Will DNA storage technology be the future direction of sustainable storage?

Last Update Time: 2021-04-16 10:35:33

When humanity enters the era of explosive data growth, DNA storage technology as a potential unlimited storage method in the future may open a new era of data storage.

After years of development in the mobile Internet, the global coverage population has exceeded the 4 billion mark, and Internet application services such as chat software, short videos, online shopping, and search engines generate a large amount of data every day. With the advent of the 5G era, the popularity of sensors and various digital terminal devices will create a world of interconnected things, and mean that a new round of digital torrents will also surge.

According to IDC's forecast by the international organization, the global data generation volume will rapidly increase from 33ZB (Zebyte) in 2018 to 175ZB in 2025. 1ZB is equivalent to approximately 1 billion TB (terabyte) of data storage. It will have an impact on the construction of global data centers and will also challenge the storage of data. According to the largest single hard disk data storage capacity conversion, at least about 12 billion hard disks are required to store all 175ZB data. According to the IDEMA (International Disk Drive Equipment Manufacturers Association) research report, the global solid state hard disk shipments in 2018 were approximately 170 million.

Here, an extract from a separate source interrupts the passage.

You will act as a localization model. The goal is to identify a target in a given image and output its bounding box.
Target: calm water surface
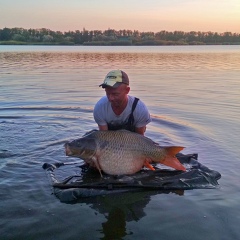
[0,46,240,240]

Judging from the current speed of data generation, by 2040 the world will need at least one million tons of silicon-based chips to store the data generated in that year. Within less than 100 years, the magnetic storage system or optical storage system used now will be Reached the upper limit of capacity. Therefore, in the near future, storage hard drives will usher in rapid growth in demand, but in the long run, global data storage will face a severe test, which will have to create sustainable storage media and new storage alternatives.

A few days ago, Io think tank recently released the "Technology Trend Report 2020". Through technology screening and evaluation of key indicators, DNA storage technology with technical undertaking, resource continuity, and subversive innovation are listed as key development trends after 2020. , Small size, easy access, and having extremely high-density DNA storage may become the future of data storage development. DNA is a macromolecule of double helix structure composed of phosphate groups, polysaccharides and four bases. The four basic base units are A, T, C and G, which are paired by bases to form a double-stranded DNA. DNA is the longest-preserved biological information and the oldest known information storage system. The half-life of DNA is about 521 years, that is, every 521 years, half of the chemical bonds between the nucleotides that make up the DNA backbone will be broken.


image.png


DNA storage uses 4 bases to encode information in data files in the form of binary codes, and forms long-chain DNA by artificial synthesis technology in order of base sequences to save data. At the same time, according to the latest research progress, it has been found that the data storage density per gram of DNA has reached 215PB (about 220,000 TB), theoretically it can reach a maximum of 455EB (about 470 million TB), and DNA is used as a storage medium for storage at room temperature The half-life can reach thousands of years. Therefore, DNA storage with large storage density, low energy consumption, and long storage period has gradually become a research hotspot in global storage technology.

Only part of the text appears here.